I had my records printed out then scanned into a PDF doc that I have on a flash drive so I can carry it around with me along with whatever cocktail of meds I happen to be on at the time etc in case I collapse in a mall or get run over helping an old lady across the street the paramedics can pop it in a laptop looking for porn and be disappointed.
 
I would like mine on a USB also, but there's too much to scan!
Maybe I will just scan what I think is most important....not that I look forward
to diving into 1000 pages....ugh :yrolleyes:
I wish the hospital could just give me a flash drive with it already on there.
Such a waste of trees.

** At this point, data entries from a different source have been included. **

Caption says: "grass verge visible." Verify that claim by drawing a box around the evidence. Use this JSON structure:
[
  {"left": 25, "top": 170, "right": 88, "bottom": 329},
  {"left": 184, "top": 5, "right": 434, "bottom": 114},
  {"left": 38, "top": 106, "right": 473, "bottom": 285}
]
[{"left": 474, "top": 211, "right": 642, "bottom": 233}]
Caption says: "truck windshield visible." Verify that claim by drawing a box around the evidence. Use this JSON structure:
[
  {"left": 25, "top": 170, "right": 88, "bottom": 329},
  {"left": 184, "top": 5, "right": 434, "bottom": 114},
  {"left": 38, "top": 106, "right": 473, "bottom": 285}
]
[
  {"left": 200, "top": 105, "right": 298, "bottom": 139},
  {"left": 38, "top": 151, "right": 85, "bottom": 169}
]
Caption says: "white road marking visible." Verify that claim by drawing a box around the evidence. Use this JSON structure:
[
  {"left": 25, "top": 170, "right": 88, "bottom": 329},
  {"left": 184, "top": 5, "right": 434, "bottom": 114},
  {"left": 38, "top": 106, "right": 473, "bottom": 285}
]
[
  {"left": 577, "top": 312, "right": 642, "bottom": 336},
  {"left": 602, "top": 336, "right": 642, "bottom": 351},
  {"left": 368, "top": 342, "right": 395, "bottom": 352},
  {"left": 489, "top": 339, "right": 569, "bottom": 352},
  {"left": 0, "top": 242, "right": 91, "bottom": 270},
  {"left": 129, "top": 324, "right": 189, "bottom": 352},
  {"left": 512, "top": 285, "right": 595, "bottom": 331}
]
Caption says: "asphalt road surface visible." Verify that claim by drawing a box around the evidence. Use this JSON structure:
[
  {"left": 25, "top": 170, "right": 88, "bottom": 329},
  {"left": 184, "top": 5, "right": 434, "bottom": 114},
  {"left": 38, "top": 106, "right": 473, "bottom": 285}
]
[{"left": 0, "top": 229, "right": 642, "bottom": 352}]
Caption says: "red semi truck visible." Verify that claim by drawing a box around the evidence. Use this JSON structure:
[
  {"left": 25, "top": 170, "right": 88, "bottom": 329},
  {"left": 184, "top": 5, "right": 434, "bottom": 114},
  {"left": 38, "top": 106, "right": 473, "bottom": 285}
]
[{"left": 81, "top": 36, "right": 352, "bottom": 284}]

And in this day and age you'd think they'd be able to now...
 
Don't know anyone I'd trust with my medical records...
Not like I have anything better to do right now anyway I guess :yrolleyes:
 
drew, that's a really good idea!

maybe we should all have microchips implanted under our skin ad every time we visit the doctor, they can electronically update out medical records and save them on a little chip.
 
RHOV said:
drew, that's a really good idea!

maybe we should all have microchips implanted under our skin ad every time we visit the doctor, they can electronically update out medical records and save them on a little chip.